FLATOW: Yeah. And I guess being on that treadmill with a cup of coffee is not going to do much.

ZIERATH: Well, you know, we'll see. I mean the next study would be to ask if there's a synergistic effect. I mean, if you drink, you know, what you're saying, drink a little coffee while you exercise, is it helping you? But I think for the time being, perhaps exercise might be the answer.

FLATOW: Where do you go with your studies from here? What else would you like to know?

ZIERATH: Well, you know, you kind of brought this up earlier. And one of the things we're really thinking about is whether or not any of these effects could be transferred to the next generation, and so that's one of the questions we'll try to answer. And the other is, what other nutrients or lifestyle modifications could change the chemical tagging(ph) on the DNA, this DNA methylation?

So we have published a study earlier that people with diabetes, Type 2 diabetes, they have sort of the opposite effect with exercise. They have too many of these methyl groups, and they have a reduced expression of these proteins, and they have a worsening of their metabolic phenotype.

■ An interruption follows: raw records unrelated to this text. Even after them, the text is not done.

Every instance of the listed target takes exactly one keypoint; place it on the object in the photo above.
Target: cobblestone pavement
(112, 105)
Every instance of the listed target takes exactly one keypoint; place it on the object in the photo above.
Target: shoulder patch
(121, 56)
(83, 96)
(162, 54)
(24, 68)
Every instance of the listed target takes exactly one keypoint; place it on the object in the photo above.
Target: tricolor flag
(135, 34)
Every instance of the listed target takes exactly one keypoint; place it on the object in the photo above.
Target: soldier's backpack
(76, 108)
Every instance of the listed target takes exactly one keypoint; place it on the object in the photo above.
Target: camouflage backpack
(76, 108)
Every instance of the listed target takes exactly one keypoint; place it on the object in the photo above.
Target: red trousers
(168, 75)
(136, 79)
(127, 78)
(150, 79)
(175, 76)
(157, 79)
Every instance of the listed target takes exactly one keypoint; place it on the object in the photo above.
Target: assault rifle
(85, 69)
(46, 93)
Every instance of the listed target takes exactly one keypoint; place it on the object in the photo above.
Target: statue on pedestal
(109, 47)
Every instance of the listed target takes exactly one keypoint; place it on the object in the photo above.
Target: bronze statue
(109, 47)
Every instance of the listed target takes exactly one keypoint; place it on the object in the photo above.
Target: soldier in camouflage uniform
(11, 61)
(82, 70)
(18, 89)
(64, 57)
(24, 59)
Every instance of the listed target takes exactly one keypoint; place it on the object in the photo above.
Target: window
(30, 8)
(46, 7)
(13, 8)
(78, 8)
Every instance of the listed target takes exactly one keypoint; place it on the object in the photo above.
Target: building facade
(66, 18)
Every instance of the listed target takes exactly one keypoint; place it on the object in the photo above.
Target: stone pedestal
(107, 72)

So the idea would be that if we could take diabetic patients, have them come in and exercise, would the exercise be sufficient for them to restore the specialized proteins that can burn fat and glucose and help them with their metabolic control?

FLATOW: And how would you test whether it can be transferred to the next generation? I have visions of my own, but I want to know if they match...

ZIERATH: Yeah. Yeah. Well, obviously, to do that study, you know, in my offspring or your offspring, we'd have to wait quite a long time. So one way to do that is to, you know, to take animal models. And you can do work performance tests in animals, and you could study their running capacity or their performance capacity and measure some of their DNA methylation, and then ask if their offspring has also received the benefit of an exercise, life-time exercise program throughout.

FLATOW: You mean it would be transferred to their sperm or their...

ZIERATH: It could be, yeah. I mean certainly that's something that we're looking at, is, you know, Romain has done an outstanding study where he studied rodents, and he studied male rats who received a high-fat diet, and he studied the offspring. So the mother was on a regular diet, and the father was on a high-fat diet. The father was fat and had signs of diabetes. And the offspring of that pair - the female offspring looked more like the father. And so the father could transfer some signals to the daughter, and it wasn't through changing the DNA code. That was changing some of the methylations. So we'd like to apply some of that work to exercise.

FLATOW: So this is - this means that it's being changed all throughout the body, or is it just in the part that's being exercised?

ZIERATH: Well, you know, that's also a really important question to resolve. So you know, when you exercise, many organs are involved. So you're, you know, you've got your fat cells involved, you've got your livers there. It's pumping out a little bit of glucose as you run along. So we're doing some studies now with a surgeon, Erik Naslund, and we've been able to get little pieces of liver and fat and muscle, and we've been able to ask whether or not there's tissue-specific changes in DNA methylation. In this case it's with individuals who are severely obese and then asking whether or not weight loss in severely obese people is sufficient to normalize the DNA methylation marks.

FLATOW: Wow. Very interesting stuff. Good questions, Dr. Zierath, and we'll have you back when you answer some of them, OK?

ZIERATH: Sure. OK.

FLATOW: All right. Dr. Juleen Zierath was co-author of this study in the journal Cell Metabolism. She's a professor of Clinical Integrative Physiology at the Karolinska Institute in Stockholm. Thanks for staying up late for us today.

ZIERATH: All right. Well, take care.

FLATOW: You too. Have a good weekend.

ZIERATH: Be sure you exercise now, Ira.